Making Sense of China’s Growth Model
Over the last two decades, a consensus about China's growth model has emerged, with observers arguing that a shift to an intensive, efficiency-driven growth is essential. But empirical research reveals a critical flaw in this assessment – namely, that annual efficiency gains in China far exceed those of the US.
SHANGHAI – Although China’s economy has expanded at a staggering pace over the last three decades, its growth model is now widely agreed to be exhausted. Even China’s top leadership acknowledges the need for change – a belief that culminated in the far-reaching reform agenda presented two months ago at the Third Plenum of the Chinese Communist Party’s 18th Central Committee.

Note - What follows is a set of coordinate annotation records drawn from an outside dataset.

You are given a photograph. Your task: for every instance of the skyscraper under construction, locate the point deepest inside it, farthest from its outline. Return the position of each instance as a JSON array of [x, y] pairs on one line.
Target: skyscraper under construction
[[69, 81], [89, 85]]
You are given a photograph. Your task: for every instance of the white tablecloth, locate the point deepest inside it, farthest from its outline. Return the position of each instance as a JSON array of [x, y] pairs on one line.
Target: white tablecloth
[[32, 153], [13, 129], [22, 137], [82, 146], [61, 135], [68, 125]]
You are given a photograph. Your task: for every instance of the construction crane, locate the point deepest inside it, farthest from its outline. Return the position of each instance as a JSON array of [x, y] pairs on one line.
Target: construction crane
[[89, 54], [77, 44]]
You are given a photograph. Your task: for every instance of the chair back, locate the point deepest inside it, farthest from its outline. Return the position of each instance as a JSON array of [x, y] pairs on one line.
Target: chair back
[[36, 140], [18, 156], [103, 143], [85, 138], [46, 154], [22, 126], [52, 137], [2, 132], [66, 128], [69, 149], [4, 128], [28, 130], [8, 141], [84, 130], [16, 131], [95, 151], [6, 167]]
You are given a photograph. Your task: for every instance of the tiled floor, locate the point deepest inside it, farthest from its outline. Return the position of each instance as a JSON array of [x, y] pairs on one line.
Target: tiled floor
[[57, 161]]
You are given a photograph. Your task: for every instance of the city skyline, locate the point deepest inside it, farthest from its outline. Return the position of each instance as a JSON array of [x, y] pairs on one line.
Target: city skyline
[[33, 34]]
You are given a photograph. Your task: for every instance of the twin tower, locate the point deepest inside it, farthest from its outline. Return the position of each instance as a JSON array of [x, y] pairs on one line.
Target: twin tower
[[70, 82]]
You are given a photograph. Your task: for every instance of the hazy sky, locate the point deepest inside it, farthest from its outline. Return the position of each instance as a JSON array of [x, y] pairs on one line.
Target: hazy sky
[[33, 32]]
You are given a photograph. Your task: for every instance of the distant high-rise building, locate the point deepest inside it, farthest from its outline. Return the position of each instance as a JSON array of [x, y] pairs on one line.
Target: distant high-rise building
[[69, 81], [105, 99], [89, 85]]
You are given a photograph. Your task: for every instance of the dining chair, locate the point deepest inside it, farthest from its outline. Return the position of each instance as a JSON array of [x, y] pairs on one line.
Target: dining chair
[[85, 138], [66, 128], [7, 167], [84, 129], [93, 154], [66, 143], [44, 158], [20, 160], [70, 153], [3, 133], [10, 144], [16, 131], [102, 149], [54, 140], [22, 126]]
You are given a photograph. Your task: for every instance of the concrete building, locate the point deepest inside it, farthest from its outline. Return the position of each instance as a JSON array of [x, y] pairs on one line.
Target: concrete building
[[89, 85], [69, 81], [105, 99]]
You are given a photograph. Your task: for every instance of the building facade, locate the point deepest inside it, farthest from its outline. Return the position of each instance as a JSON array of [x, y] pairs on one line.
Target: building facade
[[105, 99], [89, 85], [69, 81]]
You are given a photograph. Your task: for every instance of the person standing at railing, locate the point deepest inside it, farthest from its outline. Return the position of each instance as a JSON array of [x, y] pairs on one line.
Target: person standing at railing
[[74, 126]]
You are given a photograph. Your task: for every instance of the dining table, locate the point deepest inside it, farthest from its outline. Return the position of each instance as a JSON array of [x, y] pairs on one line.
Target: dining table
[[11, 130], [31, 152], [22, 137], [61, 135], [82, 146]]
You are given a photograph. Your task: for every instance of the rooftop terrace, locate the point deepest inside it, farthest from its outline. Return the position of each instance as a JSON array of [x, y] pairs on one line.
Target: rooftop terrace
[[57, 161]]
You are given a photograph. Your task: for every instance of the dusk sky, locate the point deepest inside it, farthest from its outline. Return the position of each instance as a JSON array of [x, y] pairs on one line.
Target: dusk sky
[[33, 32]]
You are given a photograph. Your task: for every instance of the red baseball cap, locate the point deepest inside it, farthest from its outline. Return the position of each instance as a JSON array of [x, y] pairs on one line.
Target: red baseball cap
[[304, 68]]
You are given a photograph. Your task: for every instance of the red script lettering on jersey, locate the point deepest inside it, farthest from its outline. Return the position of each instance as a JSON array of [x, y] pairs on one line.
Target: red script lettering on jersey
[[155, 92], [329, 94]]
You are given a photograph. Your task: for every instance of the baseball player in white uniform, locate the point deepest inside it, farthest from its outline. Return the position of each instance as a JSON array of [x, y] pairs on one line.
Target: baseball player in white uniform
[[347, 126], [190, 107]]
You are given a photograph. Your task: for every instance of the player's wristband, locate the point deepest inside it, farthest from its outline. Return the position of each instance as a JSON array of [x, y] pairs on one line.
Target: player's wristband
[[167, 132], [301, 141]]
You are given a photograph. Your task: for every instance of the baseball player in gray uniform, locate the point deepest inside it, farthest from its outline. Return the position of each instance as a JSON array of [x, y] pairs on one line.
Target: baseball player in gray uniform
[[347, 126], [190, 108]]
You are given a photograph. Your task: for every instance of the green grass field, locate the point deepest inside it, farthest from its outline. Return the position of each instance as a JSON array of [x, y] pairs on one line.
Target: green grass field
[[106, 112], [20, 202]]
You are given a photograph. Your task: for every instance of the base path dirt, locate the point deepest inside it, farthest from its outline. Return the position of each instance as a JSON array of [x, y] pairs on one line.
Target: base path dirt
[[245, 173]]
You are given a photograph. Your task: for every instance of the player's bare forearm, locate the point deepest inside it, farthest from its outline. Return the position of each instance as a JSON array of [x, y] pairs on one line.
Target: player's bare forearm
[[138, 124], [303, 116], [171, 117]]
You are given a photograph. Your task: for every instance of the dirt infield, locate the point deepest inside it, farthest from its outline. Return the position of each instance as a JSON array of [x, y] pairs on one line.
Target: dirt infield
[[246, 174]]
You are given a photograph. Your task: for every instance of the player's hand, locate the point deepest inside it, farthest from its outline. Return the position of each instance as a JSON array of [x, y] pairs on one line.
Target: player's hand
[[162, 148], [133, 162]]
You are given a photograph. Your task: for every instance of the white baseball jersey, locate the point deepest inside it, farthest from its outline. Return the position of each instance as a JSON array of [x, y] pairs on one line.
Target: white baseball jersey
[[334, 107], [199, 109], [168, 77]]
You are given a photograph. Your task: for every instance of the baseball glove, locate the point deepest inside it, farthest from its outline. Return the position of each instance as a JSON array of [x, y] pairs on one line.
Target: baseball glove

While not everyone agrees on exactly what the new growth model should look like, proposals do not differ drastically, given the prevailing consensus that the current model rests on an unsustainable foundation. On the demand side, many economists endorse a shift from investment-led to consumption-driven growth. Even more popular is the supply-side recommendation of a shift from extensive to intensive growth – that is, from a model based on capital accumulation to one propelled by gains in efficiency, measured by total factor productivity (TFP).
These recommendations are presumably influenced by Paul Krugman’s criticism in 1994 of Soviet-style extensive growth in East Asian economies (especially Singapore). At the time, Jeffery Sachs disagreed, asserting that the East Asian model included far more efficient market-based investment allocation than the Soviet model did, and thus was unique; nonetheless, the criticism stuck.